Que Cataluña se escinda de España sería nefasto, pero que lo haga porque les sale de allí a tres partidos secesionistas que apenas reúnen en conjunto el 48% de los votos de los catalanes, es imposible. La manía de mentir, que no sólo afecta a Puigdemont o a Rajoy, sino a la inmensa mayoría, ha derivado en unas descomunales tragaderas.
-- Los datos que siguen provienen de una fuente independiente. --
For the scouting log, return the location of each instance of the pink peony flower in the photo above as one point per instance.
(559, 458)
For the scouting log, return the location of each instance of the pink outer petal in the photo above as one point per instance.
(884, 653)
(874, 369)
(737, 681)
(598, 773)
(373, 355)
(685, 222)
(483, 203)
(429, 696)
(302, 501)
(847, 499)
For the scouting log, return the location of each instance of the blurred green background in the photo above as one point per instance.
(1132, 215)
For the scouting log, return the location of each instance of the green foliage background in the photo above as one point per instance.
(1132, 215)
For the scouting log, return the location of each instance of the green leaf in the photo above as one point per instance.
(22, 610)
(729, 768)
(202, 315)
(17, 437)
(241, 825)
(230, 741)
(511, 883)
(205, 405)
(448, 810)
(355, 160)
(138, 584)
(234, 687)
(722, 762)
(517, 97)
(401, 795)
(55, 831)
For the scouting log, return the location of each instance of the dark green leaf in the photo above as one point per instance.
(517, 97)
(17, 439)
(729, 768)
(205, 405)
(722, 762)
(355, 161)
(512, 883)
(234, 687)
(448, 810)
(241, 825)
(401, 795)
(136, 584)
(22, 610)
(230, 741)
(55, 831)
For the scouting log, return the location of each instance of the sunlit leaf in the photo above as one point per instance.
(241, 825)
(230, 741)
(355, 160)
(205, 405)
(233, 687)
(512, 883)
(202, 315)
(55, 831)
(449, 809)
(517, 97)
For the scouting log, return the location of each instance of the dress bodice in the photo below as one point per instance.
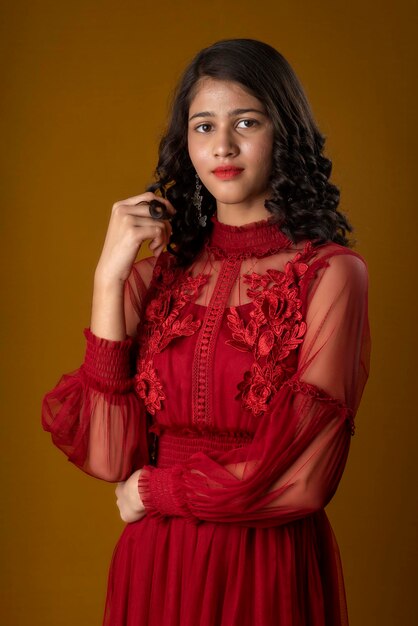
(218, 339)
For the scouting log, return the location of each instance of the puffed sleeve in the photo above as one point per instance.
(93, 413)
(294, 464)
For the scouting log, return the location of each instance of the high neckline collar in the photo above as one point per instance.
(259, 238)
Como se dice ahora con apabullante economía lingüistica y de ideación, es lo que hay.
Fuera de Cataluña, la mentira, esgrimida como argumento supremo y definitivo, de que es la realidad la que ha de ahormarse a la Ley, y no ésta a la realidad, que no es otra, a efectos políticos, que la de un Estado sin rematar su construcción, que entre tanto se ha quedado pequeño para las demandas y las necesidades de las nuevas generaciones, y sobre el que no puede ondear la bandera que, por no haber puesto el tejado protector de todo el edificio, señalaría de manera reconocible por todos la culminación de las obras de la casa comunal.
Dentro de Cataluña, la mentira independentista es, si cabe, más flagrante: vende las llaves de una casa, la arcádica, potente y feliz de los Países Catalanes, de la que no existen ni los planos.
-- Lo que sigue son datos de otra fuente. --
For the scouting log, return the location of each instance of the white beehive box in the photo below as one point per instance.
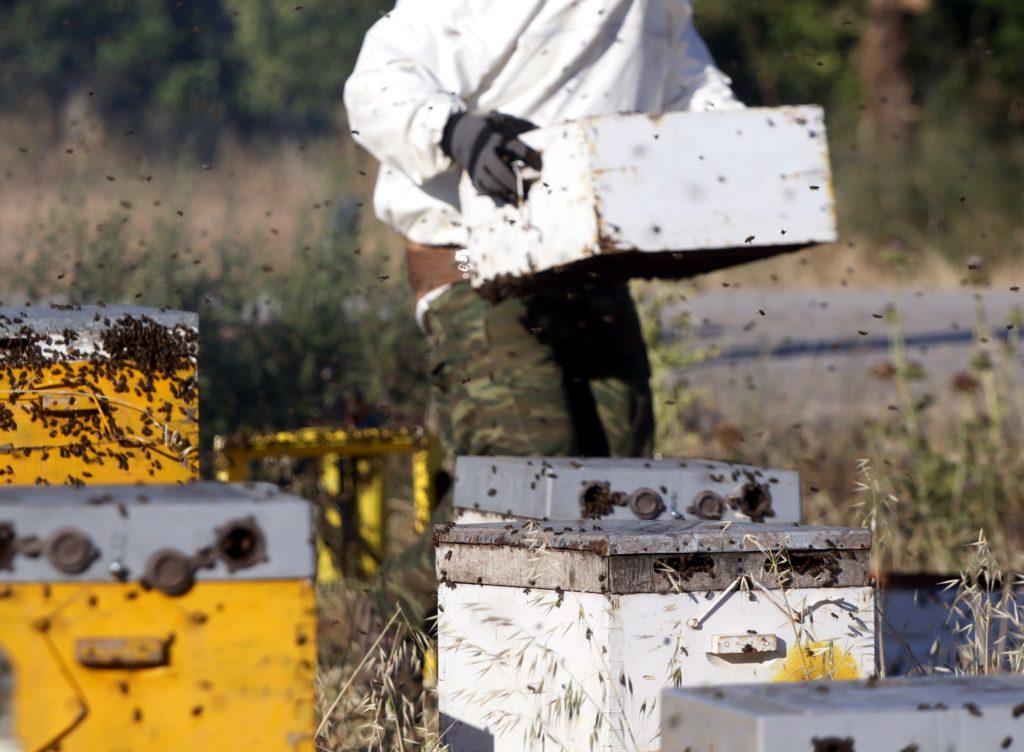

Es tan grosera y rupestre, aparte de chulesca y provocativa, la actitud de los secesionistas de apropiarse de un trozo del edificio en construcción, que merecería un antagonista, un interlocutor distinto al que representa el inmovilista Partido Popular, varado en una idea arcaica y falsa de España, antipática, por ende, fuera del conservadurismo nostálgico y de los residuos de la "unidad de destino en lo universal". Pero también mienten quienes, como PSOE y Podemos, aseguran tener una alternativa, un plan para concluir las obras a satisfacción de todos, cuando, en puridad, no lo tienen. Lo del 1-O, por tanto, es irrelevante, una pequeña y tosca mentira, pero la mentira gorda es el después, el que vaya a haber un después. Es lo que hay: un tótum revolútum de mentiras. Y un tótum revolútum de credulidades atadas fatalmente a ellas.